On Poetry and Culture Shock

Why I like Alan Spence so much

Almost two years ago, I was living in Glasgow, Scotland, and feeling very much at home there. I kept postponing doing a one-day trip to Edinburgh, until I saw that John Irving was going to the Edinburgh Book Fair just a couple of weeks before my intended return to Spain. I thought he’d be signing books. So I went to Edinburgh to meet John Irving after having half-heartedly avoided the place for months.

John Irving wasn’t going to sign books. He was going to do a reading of extracts of his books, and the tickets were sold out. I had gone to Edinburgh for nothing. I might as well do the tourist thing and take a look at the books to sale.

And in the poetry section there was a book called GLASGOW ZEN. Genius.

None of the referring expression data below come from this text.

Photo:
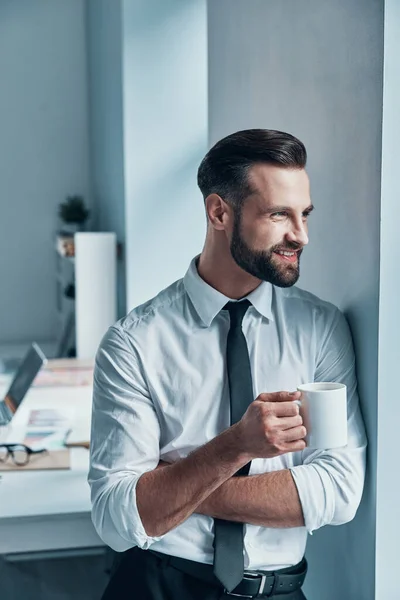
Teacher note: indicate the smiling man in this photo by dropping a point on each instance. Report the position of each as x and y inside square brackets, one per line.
[200, 474]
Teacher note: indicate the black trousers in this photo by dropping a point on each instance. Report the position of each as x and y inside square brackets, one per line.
[141, 575]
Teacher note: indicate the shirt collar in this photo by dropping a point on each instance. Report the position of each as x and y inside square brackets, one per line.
[208, 301]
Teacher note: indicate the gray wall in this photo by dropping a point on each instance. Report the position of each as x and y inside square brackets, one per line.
[314, 68]
[43, 153]
[165, 137]
[105, 119]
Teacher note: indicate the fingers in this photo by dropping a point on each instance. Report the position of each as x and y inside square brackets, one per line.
[294, 434]
[289, 422]
[285, 409]
[279, 396]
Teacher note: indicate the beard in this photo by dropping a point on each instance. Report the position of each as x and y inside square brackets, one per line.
[264, 264]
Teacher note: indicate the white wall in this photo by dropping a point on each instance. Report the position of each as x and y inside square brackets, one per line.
[43, 153]
[104, 25]
[314, 68]
[165, 138]
[388, 485]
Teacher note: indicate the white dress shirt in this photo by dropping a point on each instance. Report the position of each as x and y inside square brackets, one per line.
[160, 392]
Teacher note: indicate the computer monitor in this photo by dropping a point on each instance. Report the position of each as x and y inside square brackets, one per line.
[23, 379]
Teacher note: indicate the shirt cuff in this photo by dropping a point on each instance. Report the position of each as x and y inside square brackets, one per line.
[117, 520]
[316, 494]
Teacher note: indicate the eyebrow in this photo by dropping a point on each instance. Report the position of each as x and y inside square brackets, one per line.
[269, 211]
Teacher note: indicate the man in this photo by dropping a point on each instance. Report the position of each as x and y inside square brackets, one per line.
[200, 472]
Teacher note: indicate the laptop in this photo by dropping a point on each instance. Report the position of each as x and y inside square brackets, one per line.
[23, 379]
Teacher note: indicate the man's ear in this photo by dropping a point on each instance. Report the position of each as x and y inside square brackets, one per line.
[219, 213]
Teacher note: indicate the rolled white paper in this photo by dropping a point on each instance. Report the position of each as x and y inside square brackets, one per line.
[95, 289]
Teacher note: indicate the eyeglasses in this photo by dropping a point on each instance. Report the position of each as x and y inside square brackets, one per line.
[19, 453]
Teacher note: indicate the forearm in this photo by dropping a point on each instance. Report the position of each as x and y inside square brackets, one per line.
[268, 500]
[168, 496]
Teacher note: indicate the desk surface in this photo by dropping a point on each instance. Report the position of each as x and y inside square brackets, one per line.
[42, 496]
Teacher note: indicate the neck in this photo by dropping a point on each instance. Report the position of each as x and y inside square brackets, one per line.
[220, 271]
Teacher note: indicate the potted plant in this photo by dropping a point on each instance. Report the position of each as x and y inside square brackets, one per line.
[73, 214]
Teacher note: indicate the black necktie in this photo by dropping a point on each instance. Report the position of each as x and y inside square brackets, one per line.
[228, 535]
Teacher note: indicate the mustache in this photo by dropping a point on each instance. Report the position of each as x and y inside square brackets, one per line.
[289, 248]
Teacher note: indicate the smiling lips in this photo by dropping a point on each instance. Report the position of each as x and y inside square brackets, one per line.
[287, 255]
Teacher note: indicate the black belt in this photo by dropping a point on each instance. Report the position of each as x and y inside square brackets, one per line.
[254, 584]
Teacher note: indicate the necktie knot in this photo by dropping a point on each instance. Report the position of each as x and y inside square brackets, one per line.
[237, 310]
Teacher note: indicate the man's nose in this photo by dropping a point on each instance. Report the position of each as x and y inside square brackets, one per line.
[298, 234]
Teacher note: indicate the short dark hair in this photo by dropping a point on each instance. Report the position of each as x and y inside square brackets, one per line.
[224, 169]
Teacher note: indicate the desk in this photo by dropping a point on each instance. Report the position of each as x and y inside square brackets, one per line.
[49, 511]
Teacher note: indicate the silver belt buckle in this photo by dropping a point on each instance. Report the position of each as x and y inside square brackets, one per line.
[251, 576]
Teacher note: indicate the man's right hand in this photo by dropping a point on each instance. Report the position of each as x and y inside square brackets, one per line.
[271, 426]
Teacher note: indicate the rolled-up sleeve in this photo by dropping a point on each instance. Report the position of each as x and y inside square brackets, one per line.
[124, 442]
[330, 482]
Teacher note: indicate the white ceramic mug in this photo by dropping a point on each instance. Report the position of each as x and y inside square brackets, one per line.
[323, 406]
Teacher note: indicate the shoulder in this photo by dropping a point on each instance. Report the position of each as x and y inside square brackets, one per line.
[160, 308]
[303, 304]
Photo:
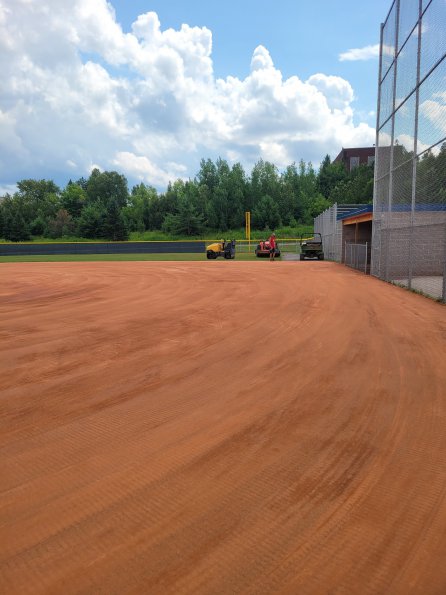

I leave Glasgow very reluctantly and I find a book that translates classic Japanese haiku into Glaswegian Scots.

Jist this,
Jist this,
And still –

It’s a world of dew,
Only that, a world of dew,
And even so…

Sólo un mundo de rocío,
Sólo somos rocío,
Y sin embargo....

I don’t dare translating it into any Southern Spanish dialect, although it would be easy for someone with a better ear to do so. This is a haiku that a master whose name I can’t remember (Issa?) wrote after the death of his only son. The first is Alan Spence’s version and the other two are my paraphrases of the original. “World of dew” is a common Buddhist metaphor about the brevity of things.

Oh, and I didn’t go to Edinburgh for nothing. A museum had the best temporary exhibition of Monet paintings ever done, gathering paintings from dozen of collections. Good things turn up when you least expect it, specially in Scotland.